# Model Training – Faster R-CNN

This notebook documents the training of a Faster R-CNN object detection model using the TensorFlow Object Detection API. The model is trained using pre-processed TFRecord datasets generated in the previous notebook.

## Model Selection

**Architecture:** A Faster R-CNN architecture with a ResNet-101 backbone was selected from the TensorFlow 2 Object Detection Model Zoo.

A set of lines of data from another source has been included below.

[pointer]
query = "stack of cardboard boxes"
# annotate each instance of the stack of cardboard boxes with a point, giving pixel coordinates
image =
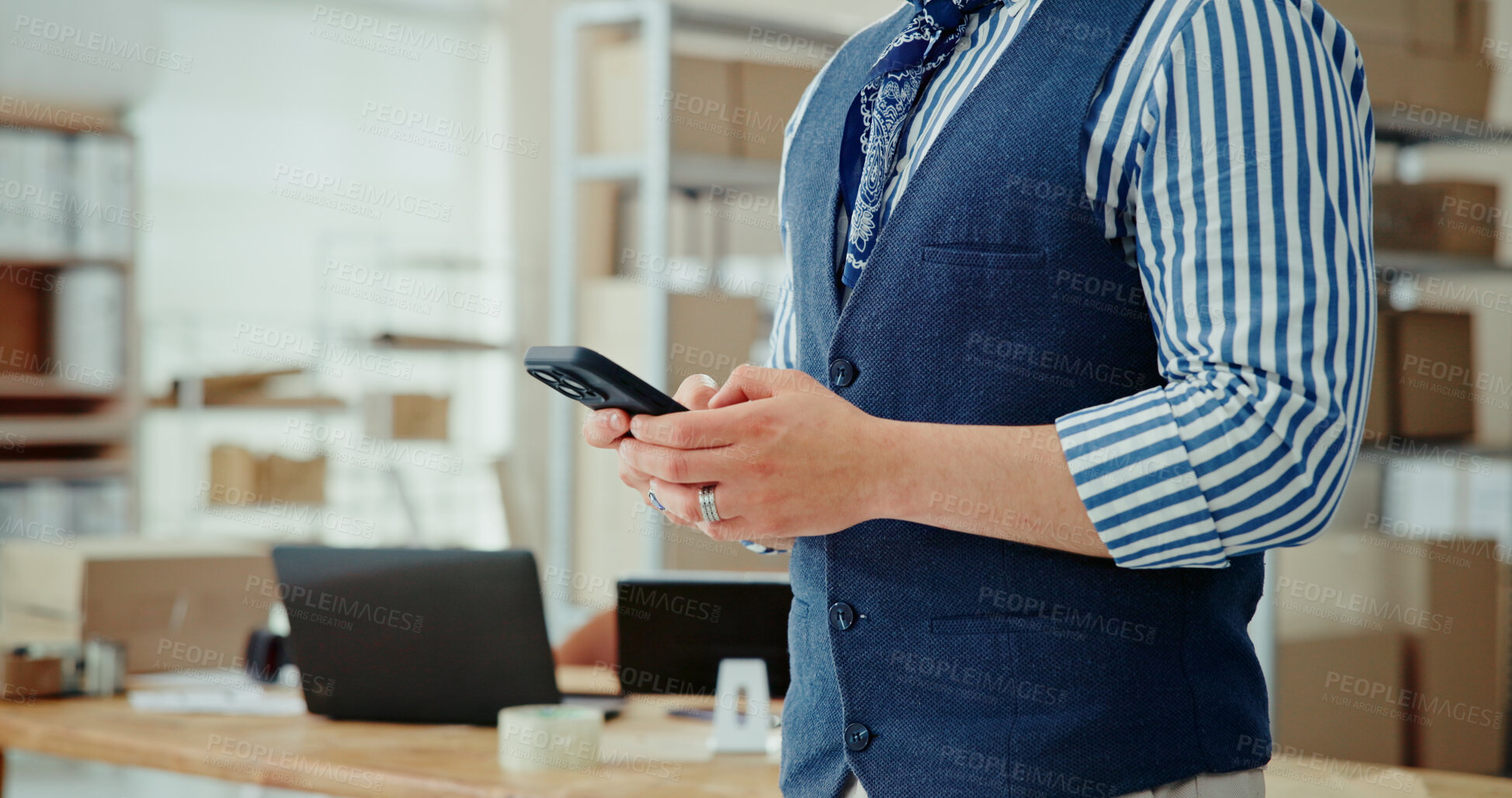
(715, 106)
(1422, 54)
(172, 605)
(1395, 650)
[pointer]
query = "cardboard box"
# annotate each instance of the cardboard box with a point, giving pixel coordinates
(419, 416)
(233, 476)
(23, 679)
(1423, 385)
(1422, 54)
(1387, 22)
(25, 319)
(598, 229)
(1458, 85)
(1432, 375)
(1381, 411)
(700, 110)
(172, 605)
(1462, 673)
(769, 97)
(1446, 28)
(1448, 218)
(297, 482)
(1319, 708)
(407, 416)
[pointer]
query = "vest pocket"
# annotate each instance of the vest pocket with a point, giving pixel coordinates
(978, 256)
(988, 624)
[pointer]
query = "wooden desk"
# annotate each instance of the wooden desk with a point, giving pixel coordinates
(662, 758)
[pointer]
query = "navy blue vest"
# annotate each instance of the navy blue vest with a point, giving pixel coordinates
(938, 664)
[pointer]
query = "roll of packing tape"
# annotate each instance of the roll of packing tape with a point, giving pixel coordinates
(549, 737)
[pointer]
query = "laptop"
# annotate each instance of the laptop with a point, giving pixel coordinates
(408, 635)
(675, 629)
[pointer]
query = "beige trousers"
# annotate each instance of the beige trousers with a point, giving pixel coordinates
(1236, 785)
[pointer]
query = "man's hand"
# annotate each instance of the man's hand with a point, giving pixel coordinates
(785, 455)
(607, 429)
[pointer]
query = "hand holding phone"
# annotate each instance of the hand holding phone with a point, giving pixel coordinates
(596, 382)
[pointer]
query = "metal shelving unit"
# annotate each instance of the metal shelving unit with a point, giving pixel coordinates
(652, 175)
(81, 415)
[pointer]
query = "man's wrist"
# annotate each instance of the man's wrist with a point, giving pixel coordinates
(892, 467)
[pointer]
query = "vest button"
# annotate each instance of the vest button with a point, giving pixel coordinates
(843, 373)
(857, 738)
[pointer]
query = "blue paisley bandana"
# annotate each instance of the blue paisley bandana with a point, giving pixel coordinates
(882, 111)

Faster R-CNN was chosen due to its strong localisation accuracy, which is good in detecting visually similar animal species in wildlife.

## Rationale:

**Two-stage detection:** The Region Proposal Network (RPN) followed by a classification head provides high localisation precision, which is important for distinguishing species with similar body shapes and poses.
- **ResNet-101 backbone:** A deeper backbone enables richer feature extraction, improving discrimination between visually similar species while remaining feasible on available GPU hardware.
- **Feature Pyramid Network (FPN):** Multi-scale feature extraction allows effective detection of animals appearing at varying scales within images, consistent with observations from the exploratory data analysis.
- **COCO pretraining:** Initialising from a COCO-pretrained Faster R-CNN model enables effective transfer learning, reducing training time and improving generalisation on a limited wildlife dataset.
- **Accuracy-focused design:** Faster R-CNN prioritises detection accuracy over inference speed, which is appropriate for offline wildlife analysis rather than real-time applications.

## Training Configuration

The pretrained Faster R-CNN ResNet-101 pipeline was fine-tuned using the following configuration:

- **Number of classes:** 3 (OryxGazella, PantheraLeo, PhacochoerusAfricanus)
- **Input resolution:** 1024 × 1024 pixels
- **Batch size:** 1 
- **Training steps:** 20,000

### Learning Rate Schedule
- **Type:** Cosine decay with warm-up
- **Base learning rate:** 0.0004
- **warm-up** LR: 0.00004
- **Warm-up steps:** 500
- **Total decay steps:** 20,000
- **Justification:** This schedule enables stable optimisation during early training while gradually reducing the learning rate to encourage convergence.

### Data Augmentation (pipeline.config)
- Random horizontal flip
- Random hue adjustment
- Random contrast adjustment
- Random saturation adjustment
- Random square crop by scale (0.6–1.3)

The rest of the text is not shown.